The world is being transformed by data and data-driven analysis is rapidly becoming an integral part of science and society. Stanford Data Science is a collaborative effort across many departments in all seven schools. We strive to unite existing data science research initiatives and create interdisciplinary collaborations, connecting the data science and related methodologists with disciplines that are being transformed by data science and computation.
Our work supports research in a variety of fields where incredible advances are being made through the facilitation of meaningful collaborations between domain researchers, with deep expertise in societal and fundamental research challenges, and methods researchers that are developing next-generation computational tools and techniques, including:
Data Science for Physics
Astrophysicists and particle physicists at Stanford and at the SLAC National Accelerator Laboratory are deeply engaged in studying the Universe at both the largest and smallest scales, with state-of-the-art instrumentation at telescopes and accelerator facilities
Data Science for Economics
Many of the most pressing questions in empirical economics concern causal questions, such as the impact, both short and long run, of educational choices on labor market outcomes, and of economic policies on distributions of outcomes. This makes them conceptually quite different from the predictive type of questions that many of the recently developed methods in machine learning are primarily designed for.
Data Science for Education
Educational data spans K-12 school and district records, digital archives of instructional materials and gradebooks, as well as student responses on course surveys.

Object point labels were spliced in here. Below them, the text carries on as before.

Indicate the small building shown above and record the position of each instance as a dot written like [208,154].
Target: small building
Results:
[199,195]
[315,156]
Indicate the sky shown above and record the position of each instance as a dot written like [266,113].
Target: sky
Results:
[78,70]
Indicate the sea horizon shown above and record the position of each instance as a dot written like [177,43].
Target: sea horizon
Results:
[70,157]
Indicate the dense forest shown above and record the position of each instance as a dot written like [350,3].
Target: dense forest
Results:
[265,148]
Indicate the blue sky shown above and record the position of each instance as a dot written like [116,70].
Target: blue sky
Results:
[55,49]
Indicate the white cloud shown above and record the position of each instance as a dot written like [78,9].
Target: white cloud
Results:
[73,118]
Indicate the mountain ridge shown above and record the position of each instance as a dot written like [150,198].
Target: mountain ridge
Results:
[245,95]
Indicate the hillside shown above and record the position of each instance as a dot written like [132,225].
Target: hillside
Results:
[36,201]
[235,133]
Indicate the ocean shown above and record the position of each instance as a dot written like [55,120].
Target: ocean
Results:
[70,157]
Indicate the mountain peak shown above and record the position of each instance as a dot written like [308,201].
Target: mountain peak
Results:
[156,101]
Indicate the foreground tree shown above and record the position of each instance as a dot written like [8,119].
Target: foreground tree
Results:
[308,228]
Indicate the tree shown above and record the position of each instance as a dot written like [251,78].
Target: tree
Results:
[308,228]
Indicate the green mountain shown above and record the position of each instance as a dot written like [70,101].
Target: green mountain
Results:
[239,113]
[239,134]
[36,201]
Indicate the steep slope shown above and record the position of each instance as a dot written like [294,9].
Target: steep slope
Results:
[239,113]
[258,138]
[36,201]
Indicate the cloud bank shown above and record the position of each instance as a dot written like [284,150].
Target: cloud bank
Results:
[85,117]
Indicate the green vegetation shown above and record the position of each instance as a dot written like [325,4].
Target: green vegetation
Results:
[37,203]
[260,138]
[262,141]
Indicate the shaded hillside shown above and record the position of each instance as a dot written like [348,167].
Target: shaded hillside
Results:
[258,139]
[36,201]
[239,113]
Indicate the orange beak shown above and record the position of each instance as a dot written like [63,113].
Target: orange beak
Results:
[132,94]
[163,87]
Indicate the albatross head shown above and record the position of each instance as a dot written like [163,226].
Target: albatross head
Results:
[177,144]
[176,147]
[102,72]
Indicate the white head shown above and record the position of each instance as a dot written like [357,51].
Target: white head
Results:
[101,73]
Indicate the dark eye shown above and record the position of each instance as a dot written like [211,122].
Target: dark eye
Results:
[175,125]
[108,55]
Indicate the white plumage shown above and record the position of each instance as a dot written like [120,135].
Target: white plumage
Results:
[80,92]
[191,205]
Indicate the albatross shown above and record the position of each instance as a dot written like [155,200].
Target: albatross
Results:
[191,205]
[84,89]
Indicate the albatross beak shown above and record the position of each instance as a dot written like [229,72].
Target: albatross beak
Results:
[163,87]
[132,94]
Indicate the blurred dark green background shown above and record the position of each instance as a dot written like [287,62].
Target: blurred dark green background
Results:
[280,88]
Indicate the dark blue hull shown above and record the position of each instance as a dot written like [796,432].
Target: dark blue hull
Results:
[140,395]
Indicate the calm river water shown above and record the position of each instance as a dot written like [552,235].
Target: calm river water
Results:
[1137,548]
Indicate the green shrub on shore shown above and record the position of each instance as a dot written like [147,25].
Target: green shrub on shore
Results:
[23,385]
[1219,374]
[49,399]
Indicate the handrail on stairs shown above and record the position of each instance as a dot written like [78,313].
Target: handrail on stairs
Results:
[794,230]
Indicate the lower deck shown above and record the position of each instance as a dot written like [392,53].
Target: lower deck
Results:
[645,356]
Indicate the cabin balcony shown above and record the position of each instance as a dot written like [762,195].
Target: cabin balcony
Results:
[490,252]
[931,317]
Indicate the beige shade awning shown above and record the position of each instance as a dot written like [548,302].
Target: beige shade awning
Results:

Data science of actual classroom interaction is also of increasing interest and reality.
Data Science for Human Health
It is clear that data science will be a driving force in transitioning the world’s healthcare systems from reactive “sick-based” care to proactive, preventive care.
Data Science for Humanity
Our modern era is characterized by massive amounts of data documenting the behaviors of individuals, groups, organizations, cultures, and indeed entire societies. This wealth of data on modern humanity is accompanied by massive digitization of historical data, both textual and numeric, in the form of historic newspapers, literary and linguistic corpora, economic data, censuses, and other government data, gathered and preserved over centuries, and newly digitized, acquired, and provisioned by libraries, scholars, and commercial entities.
Data Science for Linguistics
The impact of data science on linguistics has been profound. All areas of the field depend on having a rich picture of the true range of variation, within dialects, across dialects, and among different languages. The subfield of corpus linguistics is arguably as old as the field itself and, with the advent of computers, gave rise to many core techniques in data science.
Data Science for Nature and Sustainability
Many key sustainability issues translate into decision and optimization problems and could greatly benefit from data-driven decision making tools. In fact, the impact of modern information technology has been highly uneven, mainly benefiting large firms in profitable sectors, with little or no benefit in terms of the environment. Our vision is that data-driven methods can — and should — play a key role in increasing the efficiency and effectiveness of the way we manage and allocate our natural resources.
Ethics and Data Science
With the emergence of new techniques of machine learning, and the possibility of using algorithms to perform tasks previously done by human beings, as well as to generate new knowledge, we again face a set of new ethical questions.
The Science of Data Science
The practice of data analysis has changed enormously. Data science needs to find new inferential paradigms that allow data exploration prior to the formulation of hypotheses.